For some time, I thought I should avoid my close friends for this project, determining that something is lost when the documenter and subject have a relationship that won’t be translated to the viewer. I violated that rule with this installment, big time. But hell, why should I stick to it? I surround myself with profoundly talented and ever-interesting people—exactly the type of people that you would want to see on this project. Caroline Klibanoff is one of my best friends and a perfect subject for Abditum.
She is the ideal artist; she can just as easily extract inspiration from the scrolls of history as she can from a passing comment in the street. She once told me, in reference to her song ‘Vices, ’ “Yeah this lady next to me took a big puff of her cigarette and I just wrote this song on the spot.” She has a deep understanding of the social and artistic implications of music, taking explicit cues from the narrative style of Bob Dylan and injecting her own hint of southern twang and emotionalism.
I came into her room to find her frantically brushing crumbs off her desk and throwing clothes into hampers. It is the cluttered room of an artist: cramped, overbearing, and decorated with her favorite inspirations. You’ll see little notes written everywhere, a thought, a line, a poem. If you click through her computer you’ll find drafts and drafts of half-finished songs. Caroline writes all the words to her songs first and worries about the rest later. Her emphasis on a lyrical nucleus is evident almost immediately.

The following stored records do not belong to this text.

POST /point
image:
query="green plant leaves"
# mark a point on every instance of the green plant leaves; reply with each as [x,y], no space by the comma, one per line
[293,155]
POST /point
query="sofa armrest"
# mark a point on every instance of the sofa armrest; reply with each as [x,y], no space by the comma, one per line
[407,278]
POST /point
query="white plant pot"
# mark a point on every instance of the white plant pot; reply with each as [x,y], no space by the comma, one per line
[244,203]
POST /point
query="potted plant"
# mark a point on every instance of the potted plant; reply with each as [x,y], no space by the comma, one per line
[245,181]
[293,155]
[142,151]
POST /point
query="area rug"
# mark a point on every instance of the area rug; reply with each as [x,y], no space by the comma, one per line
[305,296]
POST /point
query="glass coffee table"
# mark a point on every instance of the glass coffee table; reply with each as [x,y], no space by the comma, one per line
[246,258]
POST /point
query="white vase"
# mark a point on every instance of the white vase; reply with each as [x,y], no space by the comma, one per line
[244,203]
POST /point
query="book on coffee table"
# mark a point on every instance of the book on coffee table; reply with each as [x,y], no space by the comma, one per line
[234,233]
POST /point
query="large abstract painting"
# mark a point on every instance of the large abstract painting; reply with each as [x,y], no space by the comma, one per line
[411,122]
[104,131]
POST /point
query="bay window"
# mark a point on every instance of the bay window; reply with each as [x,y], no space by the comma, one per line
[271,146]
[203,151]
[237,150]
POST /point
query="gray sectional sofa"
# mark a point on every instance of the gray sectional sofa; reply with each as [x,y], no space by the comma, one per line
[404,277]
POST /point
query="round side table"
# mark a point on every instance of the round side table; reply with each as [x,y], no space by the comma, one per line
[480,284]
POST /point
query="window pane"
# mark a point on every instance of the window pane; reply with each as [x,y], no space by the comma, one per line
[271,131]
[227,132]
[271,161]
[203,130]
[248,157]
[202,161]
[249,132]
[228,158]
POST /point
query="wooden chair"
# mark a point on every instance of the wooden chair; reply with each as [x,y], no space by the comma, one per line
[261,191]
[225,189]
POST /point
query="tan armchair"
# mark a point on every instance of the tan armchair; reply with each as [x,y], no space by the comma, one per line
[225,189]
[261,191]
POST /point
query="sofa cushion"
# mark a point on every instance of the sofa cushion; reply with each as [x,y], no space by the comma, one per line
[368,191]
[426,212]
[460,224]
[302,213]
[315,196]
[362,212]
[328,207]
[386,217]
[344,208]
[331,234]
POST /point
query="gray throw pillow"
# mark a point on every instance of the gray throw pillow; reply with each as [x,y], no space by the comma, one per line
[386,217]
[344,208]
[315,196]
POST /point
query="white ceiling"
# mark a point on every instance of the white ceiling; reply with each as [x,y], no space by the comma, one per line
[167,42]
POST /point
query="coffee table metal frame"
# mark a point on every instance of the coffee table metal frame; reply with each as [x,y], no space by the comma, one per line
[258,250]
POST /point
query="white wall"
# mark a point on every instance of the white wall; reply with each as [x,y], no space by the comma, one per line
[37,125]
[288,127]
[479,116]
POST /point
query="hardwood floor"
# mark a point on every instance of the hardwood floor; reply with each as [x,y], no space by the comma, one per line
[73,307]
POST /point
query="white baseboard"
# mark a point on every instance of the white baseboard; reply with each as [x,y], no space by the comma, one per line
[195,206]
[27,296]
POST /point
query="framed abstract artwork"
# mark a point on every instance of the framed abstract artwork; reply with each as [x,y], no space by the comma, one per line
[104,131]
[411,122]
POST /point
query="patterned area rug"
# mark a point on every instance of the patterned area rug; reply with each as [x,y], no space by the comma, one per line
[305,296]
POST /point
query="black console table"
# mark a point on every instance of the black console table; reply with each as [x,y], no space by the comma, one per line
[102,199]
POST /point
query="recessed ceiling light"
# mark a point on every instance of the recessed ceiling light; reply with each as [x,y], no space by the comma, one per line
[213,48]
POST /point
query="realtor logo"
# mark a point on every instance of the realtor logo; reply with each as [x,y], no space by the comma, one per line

In classic Carolinean fashion, I quote from The Counterlife: “…if you’re written about, if you’re turned into a character in a book, unless it is really crushingly derogatory, the very fact of being focused on like that is somehow curiously romanticizing. He certainly exaggerated my beauty.” If you ask Caroline about this video, she’ll say I made her look cooler than she really is. Anyone that knows her will know that’s not true.